A new line of products began later in the 1990s, starting with RP/Web. This was the precursor to UltraQuest Applications, giving users the ability to Web-enable their mainframe NOMAD applications. The UltraQuest Reporter product was added to this line-up late in the 1990s, for easy reporting from the Web or from a PC of mainframe data via NOMAD. The experience gained from developing and supporting the QLIST and Report Painter products was applied to the development of UltraQuest Reporter. Their influence is clearly visible in UltraQuest Reporter, but Reporter uses Java and HTML technology to create a more user-friendly environment and provide more services.
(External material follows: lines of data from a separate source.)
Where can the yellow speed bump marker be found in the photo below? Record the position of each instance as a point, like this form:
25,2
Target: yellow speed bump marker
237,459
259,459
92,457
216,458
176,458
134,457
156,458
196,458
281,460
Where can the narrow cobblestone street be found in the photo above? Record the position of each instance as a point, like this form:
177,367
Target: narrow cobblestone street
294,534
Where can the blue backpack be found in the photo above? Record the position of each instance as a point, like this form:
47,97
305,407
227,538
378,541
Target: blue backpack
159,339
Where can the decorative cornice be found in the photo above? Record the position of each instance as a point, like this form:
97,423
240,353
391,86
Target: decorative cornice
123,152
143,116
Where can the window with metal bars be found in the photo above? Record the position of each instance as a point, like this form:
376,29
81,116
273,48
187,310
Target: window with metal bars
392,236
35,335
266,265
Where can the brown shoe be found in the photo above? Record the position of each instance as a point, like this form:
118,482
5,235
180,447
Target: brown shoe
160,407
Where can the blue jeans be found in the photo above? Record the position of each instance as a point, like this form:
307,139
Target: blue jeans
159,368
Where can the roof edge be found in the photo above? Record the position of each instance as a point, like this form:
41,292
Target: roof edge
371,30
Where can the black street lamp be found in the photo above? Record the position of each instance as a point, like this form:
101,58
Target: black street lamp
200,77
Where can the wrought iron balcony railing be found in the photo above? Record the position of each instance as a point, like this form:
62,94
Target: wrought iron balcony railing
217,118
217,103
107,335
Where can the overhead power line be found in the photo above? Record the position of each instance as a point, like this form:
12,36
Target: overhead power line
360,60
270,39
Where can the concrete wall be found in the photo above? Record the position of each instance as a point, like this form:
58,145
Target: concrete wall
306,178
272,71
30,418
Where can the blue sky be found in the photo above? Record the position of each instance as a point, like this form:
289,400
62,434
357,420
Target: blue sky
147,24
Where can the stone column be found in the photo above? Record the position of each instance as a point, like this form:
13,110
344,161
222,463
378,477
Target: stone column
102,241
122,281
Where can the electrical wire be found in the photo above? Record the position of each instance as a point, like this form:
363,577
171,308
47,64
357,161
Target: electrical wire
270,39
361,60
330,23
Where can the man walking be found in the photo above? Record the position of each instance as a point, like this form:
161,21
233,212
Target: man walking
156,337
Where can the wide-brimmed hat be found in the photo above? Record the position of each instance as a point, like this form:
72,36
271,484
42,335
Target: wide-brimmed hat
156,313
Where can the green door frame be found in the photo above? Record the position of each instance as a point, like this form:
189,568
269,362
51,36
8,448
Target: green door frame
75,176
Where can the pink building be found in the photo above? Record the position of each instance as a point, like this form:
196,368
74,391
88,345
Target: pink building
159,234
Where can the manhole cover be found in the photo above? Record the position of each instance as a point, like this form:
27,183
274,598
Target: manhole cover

The basic philosophy of the NOMAD language, to simplify the application development and reporting processes with an intuitive and powerful syntax, is carried forward into the UltraQuest products. UltraQuest Reporter applies a layer on top of the 4GL to make report-building even easier, without writing any syntax at all, employing an intuitive and powerful graphical user interface. Other features and services make reporting applications and data securely available through the Web to any employee’s PC.

==Ownership==
Dun & Bradstreet acquired National CSS in 1979 and rebranded it as D&B Computing Services (DBCS). In 1986 the NOMAD related assets of DBCS were sold to Must Software International of Norwalk, Connecticut (a wholly -owned subsidiary of Thomson-CSF) which became part of Thomson Software Products in 1995 and part of Aonix in 1996. In 1998 Aonix was acquired by the Gores Group from Thompson.
NOMAD was sold and maintained by Select Business Solutions in Trumbull, Connecticut, which was sold by the Gores Group in February 2006 to Avantcé Software.

==User base==
When NOMAD was released as a licensed software product it was acquired by some of the large corporations that had been using the time-sharing service. These included Exxon and New York Telephone. (A few large users like Bank of America and Standard Oil of California (SOCAL), had previously negotiated site licenses for their own VP/CSS datacenters, most of which ran NOMAD. Most VP/CSS sites eventually migrated to the VM platform) Abbott Laboratories, American Express. Boeing, First Chicago Bank, IC Industries and Motorola were also customers. Other later customers who were new to the product included Imperial Chemical Industries (ICI) and Royal Insurance. With a limited client base came an opportunity for niche suppliers to provide independent application development and support. In the UK this market was filled by BSL International, RCMS, and Rex Software. RCMS became the UK vendors of NOMAD while BSL operated throughout Europe and the US.

NOMAD continues to be used by large corporations and distributors, especially in the financial and health markets.